Wiener has significantly narrowed SB 1047

The version of SB 1047 passed by the Senate in May applied to any model trained with 10²⁶ FLOPs or any model that “could reasonably be expected to have similar or greater performance” as a model trained on 10²⁶ FLOPs in 2024. Given the continued operation of Moore’s Law and rapid improvements in AI algorithms, this language would have meant more and more models coming under the law’s purview over time.

The Senate bill also allowed California officials to change the compute threshold, raising fears that overzealous regulators might lower it in the future.

Facing heavy criticism over these provisions, Wiener made a big concession as the bill moved to the state Assembly: he removed the language about “similar or greater performance” and added a new requirement that the value of a model’s training compute be more than $100 million.

This change won’t have a big impact in the short run, since 10²⁶ FLOPs of computing power costs roughly $100 million today.
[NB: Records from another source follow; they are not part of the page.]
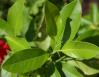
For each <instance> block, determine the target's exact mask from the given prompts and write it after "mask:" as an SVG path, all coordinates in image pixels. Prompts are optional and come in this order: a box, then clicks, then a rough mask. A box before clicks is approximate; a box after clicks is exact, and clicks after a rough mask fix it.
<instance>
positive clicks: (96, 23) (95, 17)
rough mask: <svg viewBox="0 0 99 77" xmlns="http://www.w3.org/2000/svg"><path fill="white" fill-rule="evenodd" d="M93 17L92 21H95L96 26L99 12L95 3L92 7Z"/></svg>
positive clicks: (92, 12)
mask: <svg viewBox="0 0 99 77" xmlns="http://www.w3.org/2000/svg"><path fill="white" fill-rule="evenodd" d="M90 13H91V16H92V20H93V24H95V25H98V21H99V19H98V14H99V11H98V6H97V4H95V3H93V4H92V6H91V12H90Z"/></svg>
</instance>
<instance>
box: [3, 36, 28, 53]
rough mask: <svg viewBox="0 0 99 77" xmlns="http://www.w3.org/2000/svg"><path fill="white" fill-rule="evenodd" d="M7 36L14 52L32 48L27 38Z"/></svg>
mask: <svg viewBox="0 0 99 77" xmlns="http://www.w3.org/2000/svg"><path fill="white" fill-rule="evenodd" d="M5 38H6V40H7V42H8V44H9V46H10V48H11V50H12V51H14V52H16V51H20V50H24V49H27V48H30V46H29V43H28V42H27V41H26V40H25V38H18V37H10V36H5Z"/></svg>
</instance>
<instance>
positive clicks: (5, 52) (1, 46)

But as Moore’s Law continues to make computing power cheaper, the $100 million requirement will allow companies to train more and more powerful models without triggering SB 1047. And crucially, the $100 million figure can’t be changed by regulators.

It’s possible that this new provision will render SB 1047 toothless. A big trend in recent months has been frontier labs releasing mid-sized models that outperform the previous generation’s largest models. In other words, these companies are learning to use their compute budgets much more efficiently. And of course Moore’s Law makes FLOPs cheaper every year.

If these trends continue, it’s possible that AI companies will never want to spend more than $100 million to train a frontier model. In that case, they’ll never need to worry about the requirements of SB 1047.

Certainly that would be a welcome outcome for fans of open-weight models. But I think it would count as a failure for those who believe powerful models pose an existential threat to humanity. Whatever dangers AI models pose is a consequence of their capabilities, not their compute budget. A law that exempts ever more powerful models is nothing to celebrate if you’re worried about powerful AI models taking over the world.

This may be a compromise many AI doomers are willing to make because they don’t expect the cost of powerful models to plateau any time soon. Many agree with Leopold Aschenbrenner’s projection that companies will be spending hundreds of billions of dollars on training clusters by the end of the decade. And it’s possible that the cost of training frontier models will get so high that no one—not even Mark Zuckerberg—can afford to give away the model weights.

But I think there’s a good chance we’ll end up with a scenario somewhere between these extremes: where training costs rise above $100 million but don’t rise so quickly that Meta gets priced out of its open-weight strategy. And in this scenario, SB 1047 could dramatically alter the structure of the AI market, with a proprietary tier of higher-performing models and an open-weight tier of much weaker models. It’s little wonder that fans of open-weight models are organizing to make sure that’s not the future we get.